The visit followed closely on an ABC News Report with local citizen scientist Aileen Vening. She noted that “It’s a relief that what I’ve been recording and talking about for several years is now finding a wider audience,” and “Unfortunately it has taken the loss of such huge amounts of sand, which means infrastructure is under threat, to make authorities act…This delay has made it so much more difficult and costly to make action effective.” Since 2012 Vening has “documented 36 metres of erosion” – presumably horizontal coastal retreat.
There is a need to elaborate on certain aspects of this. Storm surge as opposed to a gradual but evenly increasing sea level rise is almost certainly the way humans will experience this phenomenon. Further the sand the storm surges remove may be deposited offshore or possibly at other places along the coast leading to an accretion of sand elsewhere.

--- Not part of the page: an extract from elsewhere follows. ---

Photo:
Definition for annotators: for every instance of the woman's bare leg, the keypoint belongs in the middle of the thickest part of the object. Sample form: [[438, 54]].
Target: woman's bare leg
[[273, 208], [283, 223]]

The natural sea level rise that occurred in Bass Strait from the end of the last ice age till about 6000 years ago saw the sea level rise on average a metre every 100 years for over 12,000 years. Now with human caused warming the sea level rise may be even more rapid than this though at the moment it is still only 3-4 mm per annum. The predictions of sea level rise vary widely and range from about 30cm to approaching 2 metres by 2100.
Another aspect concerning coastal retreat is the not well known and controversial. Bruun’s rule predicts that coastlines will retreat by about 50 times each unit of sea level rise. That would indicate with a sea level rise of about a metre the coast would retreat 50 metres. The current rapid retreat of the coast reinforces this and if it proceeded at the same pace for next 70 – 80 years the coastline would at least be a further 200m inland.
Which leads us to another aspect of this complex situation. The last time greenhouse gases were this high was 3 million years ago. Then the sea level was approximately 25 metres higher than it is now. Unless there is a rapid drawdown of these gases sea levels will rise inexorably until they reach this level perhaps in a thousand years, or with catastrophic change far less. Amongst the large list of urgently needed actions is a long term, planned, orderly retreat from the vulnerable coast.